ORLANDO, Fla. - Darden Restaurants announced that it has begun a system-wide sustainable restaurant design initiative involving the use of Leadership in Energy and Environmental Design (LEED) standards in its restaurant design process for all new restaurants and, where feasible, restaurant remodels. The company said the initiative is part of its broader sustainability efforts aimed at limiting business impact on the environment while also enhancing the operational efficiency of its restaurants.

Darden’s three largest brands - Red Lobster, Olive Garden, and LongHorn Steakhouse - are designing eight restaurants to achieve LEED certification from the U.S. Green Building Council (USGBC). The company plans to apply lessons learned from those eight restaurants to new restaurants and remodels across its portfolio in the future. The new Olive Garden in Jonesboro, Ark., is the first of the eight restaurants the company is designing to meet LEED standards. One more Olive Garden and two Red Lobsters are scheduled to open in 2010, followed by one Olive Garden, two Red Lobsters, and one LongHorn Steakhouse in 2011.

“Our goal with this initiative is to utilize each of the eight restaurants as a learning lab,” said Suk Singh, senior vice president of development for Darden. “While we may not seek LEED certification for every restaurant we build or remodel, we can make a positive impact by learning from the eight restaurants where we are seeking LEED certification and applying best practices across our entire portfolio.

“Every restaurant we build represents a 30-year investment, so we want to build them to last,” Singh continued. “But more importantly, we want to build them in a sustainable manner from both a construction standpoint and an operational one.”

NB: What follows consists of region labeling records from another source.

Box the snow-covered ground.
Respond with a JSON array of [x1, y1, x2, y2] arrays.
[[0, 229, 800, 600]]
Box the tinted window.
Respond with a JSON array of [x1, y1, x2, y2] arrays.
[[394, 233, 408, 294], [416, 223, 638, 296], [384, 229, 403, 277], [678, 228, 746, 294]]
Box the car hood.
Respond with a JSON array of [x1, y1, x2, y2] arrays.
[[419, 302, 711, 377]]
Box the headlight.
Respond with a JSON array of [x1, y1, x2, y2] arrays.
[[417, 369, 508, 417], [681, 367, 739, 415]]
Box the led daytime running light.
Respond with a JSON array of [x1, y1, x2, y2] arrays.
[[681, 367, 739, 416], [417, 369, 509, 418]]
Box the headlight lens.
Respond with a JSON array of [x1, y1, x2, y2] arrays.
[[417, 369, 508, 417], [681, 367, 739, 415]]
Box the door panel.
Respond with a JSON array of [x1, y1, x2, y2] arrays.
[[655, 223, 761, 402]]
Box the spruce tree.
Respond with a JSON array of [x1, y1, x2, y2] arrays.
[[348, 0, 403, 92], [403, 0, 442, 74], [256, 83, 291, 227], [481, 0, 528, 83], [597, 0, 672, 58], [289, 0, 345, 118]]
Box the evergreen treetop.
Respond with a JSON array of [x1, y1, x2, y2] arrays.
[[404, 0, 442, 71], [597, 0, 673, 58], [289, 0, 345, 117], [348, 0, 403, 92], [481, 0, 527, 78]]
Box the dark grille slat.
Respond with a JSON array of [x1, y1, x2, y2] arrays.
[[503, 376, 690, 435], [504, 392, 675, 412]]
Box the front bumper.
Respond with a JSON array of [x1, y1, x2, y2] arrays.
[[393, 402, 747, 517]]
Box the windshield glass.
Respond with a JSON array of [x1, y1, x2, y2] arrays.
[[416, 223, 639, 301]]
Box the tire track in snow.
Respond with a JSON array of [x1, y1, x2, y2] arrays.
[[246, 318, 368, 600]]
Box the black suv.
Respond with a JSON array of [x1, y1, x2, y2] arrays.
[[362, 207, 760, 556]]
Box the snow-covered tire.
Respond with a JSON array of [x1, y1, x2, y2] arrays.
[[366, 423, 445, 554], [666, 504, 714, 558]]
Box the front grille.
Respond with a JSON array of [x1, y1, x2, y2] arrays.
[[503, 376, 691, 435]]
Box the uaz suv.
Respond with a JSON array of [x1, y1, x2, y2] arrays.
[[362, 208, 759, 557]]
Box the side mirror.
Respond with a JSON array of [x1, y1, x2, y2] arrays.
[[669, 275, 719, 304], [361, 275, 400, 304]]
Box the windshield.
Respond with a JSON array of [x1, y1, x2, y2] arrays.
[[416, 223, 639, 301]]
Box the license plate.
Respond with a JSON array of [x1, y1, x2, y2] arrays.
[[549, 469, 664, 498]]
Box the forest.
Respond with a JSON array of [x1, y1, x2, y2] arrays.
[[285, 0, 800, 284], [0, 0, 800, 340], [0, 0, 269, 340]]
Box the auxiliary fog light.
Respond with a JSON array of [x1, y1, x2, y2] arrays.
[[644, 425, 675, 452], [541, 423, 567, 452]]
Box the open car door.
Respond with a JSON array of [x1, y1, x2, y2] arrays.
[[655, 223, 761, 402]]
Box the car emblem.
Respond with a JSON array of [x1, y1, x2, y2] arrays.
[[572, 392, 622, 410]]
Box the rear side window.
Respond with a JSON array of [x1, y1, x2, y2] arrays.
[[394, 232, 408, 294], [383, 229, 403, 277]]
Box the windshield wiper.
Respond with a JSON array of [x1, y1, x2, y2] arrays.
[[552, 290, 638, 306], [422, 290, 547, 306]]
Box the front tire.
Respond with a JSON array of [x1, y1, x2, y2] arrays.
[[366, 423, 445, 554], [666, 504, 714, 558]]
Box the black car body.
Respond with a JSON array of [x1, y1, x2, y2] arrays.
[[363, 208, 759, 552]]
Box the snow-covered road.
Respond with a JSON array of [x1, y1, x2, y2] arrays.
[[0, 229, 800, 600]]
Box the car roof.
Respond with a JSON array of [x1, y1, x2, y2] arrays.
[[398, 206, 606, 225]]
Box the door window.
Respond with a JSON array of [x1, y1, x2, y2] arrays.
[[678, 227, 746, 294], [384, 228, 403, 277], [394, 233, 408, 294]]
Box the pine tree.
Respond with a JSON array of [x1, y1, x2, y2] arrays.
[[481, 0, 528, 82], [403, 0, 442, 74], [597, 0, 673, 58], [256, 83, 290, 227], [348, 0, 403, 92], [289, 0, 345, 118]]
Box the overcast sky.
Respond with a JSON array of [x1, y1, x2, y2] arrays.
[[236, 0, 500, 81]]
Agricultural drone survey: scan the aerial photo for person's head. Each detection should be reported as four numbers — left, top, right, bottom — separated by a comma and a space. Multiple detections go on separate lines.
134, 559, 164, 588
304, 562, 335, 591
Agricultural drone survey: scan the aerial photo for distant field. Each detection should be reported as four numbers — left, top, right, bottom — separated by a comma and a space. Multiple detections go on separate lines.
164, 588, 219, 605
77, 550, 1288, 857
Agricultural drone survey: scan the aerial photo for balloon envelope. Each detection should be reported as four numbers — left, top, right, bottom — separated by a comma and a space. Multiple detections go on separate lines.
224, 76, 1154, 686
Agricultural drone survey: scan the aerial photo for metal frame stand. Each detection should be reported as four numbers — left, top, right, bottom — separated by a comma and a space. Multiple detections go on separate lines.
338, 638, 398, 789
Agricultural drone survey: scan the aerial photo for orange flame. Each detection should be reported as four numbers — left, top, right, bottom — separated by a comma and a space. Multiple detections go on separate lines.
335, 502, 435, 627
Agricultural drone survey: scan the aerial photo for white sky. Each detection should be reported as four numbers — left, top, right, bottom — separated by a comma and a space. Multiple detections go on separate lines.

At the new Olive Garden in Jonesboro, one of the energy efficient features is the use of reclaimed heat. To supplement the heating of hot water in the kitchen, heat expelled from the condensing units of the HVAC system and the freezer/cooler condensing units is reclaimed and used to heat water.

“Darden is actively committed to sustainability,” said Ian Olson, director of sustainability for the company. “Our business relies on a number of natural resources, and we want to be the best stewards of those resources that we can be. By doing so, we can ensure the long-term success of our business while protecting and enhancing the communities where we do business.”

Darden recently opened its new corporate headquarters facility in Orlando which is on track to earn LEED Gold certification from the USGBC. It’s said to be the largest LEED Gold new construction project in the state of Florida.